Bonjour Monsieur Brazon,


Je suis très surpris de vous voir candidat aux élections législatives sous l'étiquette du Parti des Libertés (un parti que je ne connaissais pas jusqu'à présent). Je pensais que vous faisiez
plutôt partie du courant bonapartiste, à droite, qui était hostile au libéralisme d'importation anglo-saxonne et que vous étiez plutôt partisan de l'économie mixte, historiquement de tradition
française, trouvant sa source dans le colbertisme, qui a perduré jusqu'à De Gaulle inclus et qui a fait de notre pays un des pays les plus développés du monde.
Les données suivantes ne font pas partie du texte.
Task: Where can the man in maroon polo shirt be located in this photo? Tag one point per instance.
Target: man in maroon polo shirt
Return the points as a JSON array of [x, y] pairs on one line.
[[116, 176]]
Je pensais donc que vous étiez
sur la même ligne que Zemmour et votre affiliation à Riposte Laïque et Résistance Républicaine, jacobins, défenseurs des acquis et des orientations du Conseil National de la Résistance, partisans
d'une intervention de l'Etat en matière économique et d'une certaine dose de planification, menée bien évidemment avec mesure et discernement (sur le modèle du Commissariat Général au
Plan créé par de Gaulle) m'avait renforcé dans cette idée. Je trouve dommage également que vous n'ayez pas plutôt rejoint le Rassemblement Bleu Marine (RBM) dans une optique de
rassemblement des patriotes, il me semble que les patriotes doivent éviter de se diviser en différentes chapelles, pour ne pas disperser les voix et ne pas faire le jeu de nos adversaires. Vos
articles favorables au Front National de Marine Le Pen, et que j'avais trouvés à ce titre fort courageux, m'avaient laissé penser qu'il n'était pas inenvisageable que vous vous alliez à MLP
pour ces législatives en rejoignant le RBM, sans forcément pour autant adhérer au FN. Malgré ces petites déceptions, je continuerai avec grand plaisir à vous lire et je tiens à vous faire part de
mon estime quant à votre liberté d'esprit et votre honnêteté intellectuelle, deux qualités bien rares à notre époque, qui vous ont fait prendre le risque de prendre des positions publiques très
courageuses et relativement dissonantes avec votre parti d'alors, l'UMP, et de dire que vous partagiez beaucoup des positions et préoccupations du FN, au risque que des camarades de militantisme
au sein de l'UMP, et plus largement des amis, des collègues de travail, vous tournent le dos. Rares sont ceux en effet qui préfèrent renoncer à leur confort plutôt que de devoir se résigner
à avaler des couleuvres et à défendre des positions heurtant leurs convictions intimes, et rares aussi sont ceux qui ont à coeur de se faire par eux-mêmes leurs propres opinions, plutôt
que d'adhérer sans questionnement à quelque prêt-à-penser que ce soit.